The study demonstrates that applying a single thermal sensitivity across phytoplankton masks substantial taxonomic differences that determine growth responses to warming. By resolving PFT-specific Q10, intercepts, and reaction norm shapes, the work explains how temperature alone can differentially alter growth rates and distributions: declines at low latitudes, gains at mid–high latitudes, and significant cyanobacterial range expansion. These mechanistic differences help interpret and refine projections of community structure and biogeochemical function, including potential shifts from larger to smaller cell-size taxa under warming and nutrient changes. While many strains currently experience temperatures near or above their optima, buffering (WT, DGE) suggests some tolerance before lethal thresholds or declines below baseline growth, though equatorial regions are particularly constrained. Incorporating PFT-resolved thermal dependencies into models, satellite primary production algorithms, and growth standardizations can improve predictions of future productivity and diversity patterns. Potential evolutionary adaptation could modulate outcomes, but rates and trade-offs remain uncertain.

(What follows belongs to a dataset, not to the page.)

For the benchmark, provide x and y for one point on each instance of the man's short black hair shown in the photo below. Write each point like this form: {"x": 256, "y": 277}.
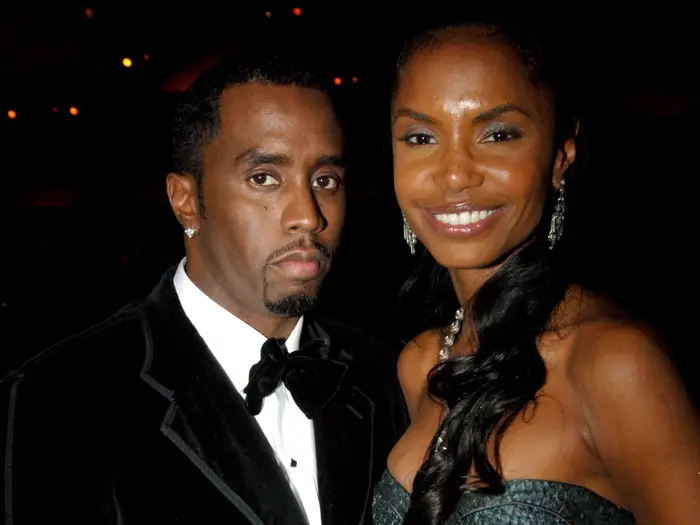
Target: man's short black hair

This study provides a taxonomically resolved characterization of thermal growth dependencies for four major marine phytoplankton functional types. It establishes distinct PFT-specific Q10 values, growth maxima, viable thermal ranges, and reaction norm shapes, and shows that temperature alone can drive divergent changes in growth and geographic range under end-of-century warming. Key implications include substantial low-latitude declines for coccolithophores, mid-latitude gains and range expansion for cyanobacteria, and overall increases in mid–high latitude growth potential. The results offer a baseline for integrating temperature-driven responses into Earth system models and observational algorithms. Future work should incorporate additional stressors (nutrients, light, acidification), competitive and dispersal constraints, explicit treatment of diazotrophs, and evolutionary adaptation to refine projections of community and biogeochemical change.

• Temperature-only focus: Projections exclude other key drivers (nutrients, light, acidification, grazing, mixing/stratification), which can amplify or counteract thermal effects.
• Viability criterion: Using a 20% µmax threshold may overestimate viable ranges (some strains at 20% may not persist), making change estimates conservative in some contexts.
• Data gaps and biases: Limited representation of low-latitude strains could affect equatorial projections; cyanobacterial diazotrophs were excluded due to insufficient data, limiting generality for that group.
• Methodological assumptions: Assumed no dispersal limits and no biotic interactions in mapping viable ranges; 99th quantile regression results can be sensitive to quantile choice and require large datasets; some dinoflagellate cultures could have had incidental mixotrophy.
• Statistical significance nuances: Some between-group comparisons (e.g., TSM differences) approach but may not meet conventional significance thresholds, warranting cautious interpretation.